Coffee acutely modifies gastrointestinal hormone secretion and glucose tolerance in humans: glycemic effects of chlorogenic acid and caffeine. Johnston KL, Clifford MN, Morgan LM.  Am J Clin Nutr. 2003 Oct;78(4):728-33.

Centre for Nutrition and Food Safety, School of Biomedical and Molecular Sciences, University of Surrey, Guildford, UK.

BACKGROUND: Accumulating evidence suggests that certain dietary polyphenols have biological effects in the small intestine that alter the pattern of glucose uptake. Their effects, however, on glucose tolerance in humans are unknown. OBJECTIVE: The objective was to investigate whether chlorogenic acids in coffee modulate glucose uptake and gastrointestinal hormone and insulin secretion in humans.

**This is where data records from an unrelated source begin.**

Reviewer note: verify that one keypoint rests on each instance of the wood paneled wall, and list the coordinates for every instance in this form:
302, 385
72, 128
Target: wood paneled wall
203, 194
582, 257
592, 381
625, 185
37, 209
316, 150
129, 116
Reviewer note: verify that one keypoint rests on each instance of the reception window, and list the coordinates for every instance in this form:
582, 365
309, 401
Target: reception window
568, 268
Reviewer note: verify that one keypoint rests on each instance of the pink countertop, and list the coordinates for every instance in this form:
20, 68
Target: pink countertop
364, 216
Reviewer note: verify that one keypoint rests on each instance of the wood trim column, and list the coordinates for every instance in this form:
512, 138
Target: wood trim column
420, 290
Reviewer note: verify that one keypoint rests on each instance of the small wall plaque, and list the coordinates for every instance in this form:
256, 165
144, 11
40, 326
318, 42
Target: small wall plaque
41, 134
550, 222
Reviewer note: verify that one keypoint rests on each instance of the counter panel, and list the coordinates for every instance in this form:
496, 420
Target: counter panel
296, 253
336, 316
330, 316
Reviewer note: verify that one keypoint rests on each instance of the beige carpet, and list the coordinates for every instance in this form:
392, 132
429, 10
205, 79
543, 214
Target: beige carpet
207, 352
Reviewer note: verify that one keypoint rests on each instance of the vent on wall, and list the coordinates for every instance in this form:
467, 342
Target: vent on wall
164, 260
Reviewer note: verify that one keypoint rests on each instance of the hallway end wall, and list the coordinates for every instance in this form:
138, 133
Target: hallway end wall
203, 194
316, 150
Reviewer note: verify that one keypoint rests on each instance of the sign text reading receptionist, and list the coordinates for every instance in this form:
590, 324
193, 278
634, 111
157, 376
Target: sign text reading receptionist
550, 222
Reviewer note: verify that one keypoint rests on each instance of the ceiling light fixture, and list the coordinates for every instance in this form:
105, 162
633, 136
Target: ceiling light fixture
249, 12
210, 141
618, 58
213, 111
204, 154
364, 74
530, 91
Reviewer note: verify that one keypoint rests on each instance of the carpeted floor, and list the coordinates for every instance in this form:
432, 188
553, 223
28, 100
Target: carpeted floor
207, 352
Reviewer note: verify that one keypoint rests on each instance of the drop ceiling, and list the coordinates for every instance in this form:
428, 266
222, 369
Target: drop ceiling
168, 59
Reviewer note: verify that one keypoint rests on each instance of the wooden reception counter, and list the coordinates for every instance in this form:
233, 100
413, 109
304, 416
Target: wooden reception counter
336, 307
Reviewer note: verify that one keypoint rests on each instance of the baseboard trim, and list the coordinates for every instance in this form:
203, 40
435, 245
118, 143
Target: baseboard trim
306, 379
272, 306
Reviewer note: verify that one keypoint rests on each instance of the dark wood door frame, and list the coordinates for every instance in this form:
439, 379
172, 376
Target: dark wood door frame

DESIGN: In a 3-way, randomized, crossover study, 9 healthy fasted volunteers consumed 25 g glucose in either 400 mL water (control) or 400 mL caffeinated or decaffeinated coffee (equivalent to 2.5 mmol chlorogenic acid/L). Blood samples were taken frequently over the following 3 h. RESULTS: Glucose and insulin concentrations tended to be higher in the first 30 min after caffeinated coffee consumption than after consumption of decaffeinated coffee or the control (P < 0.05 for total and incremental area under the curve for glucose and insulin). Glucose-dependent insulinotropic polypeptide secretion decreased throughout the experimental period (P < 0.005), and glucagon-like peptide 1 secretion increased 0-120 min postprandially (P < 0.01) after decaffeinated coffee consumption compared with the control. Glucose and insulin profiles were consistent with the known metabolic effects of caffeine. However, the gastrointestinal hormone profiles were consistent with delayed intestinal glucose absorption. CONCLUSIONS: Differences in plasma glucose, insulin, and gastrointestinal hormone profiles further confirm the potent biological action of caffeine and suggest that chlorogenic acid might have an antagonistic effect on glucose transport. Therefore, a novel function of some dietary phenols in humans may be to attenuate intestinal glucose absorption rates and shift the site of glucose absorption to more distal parts of the intestine.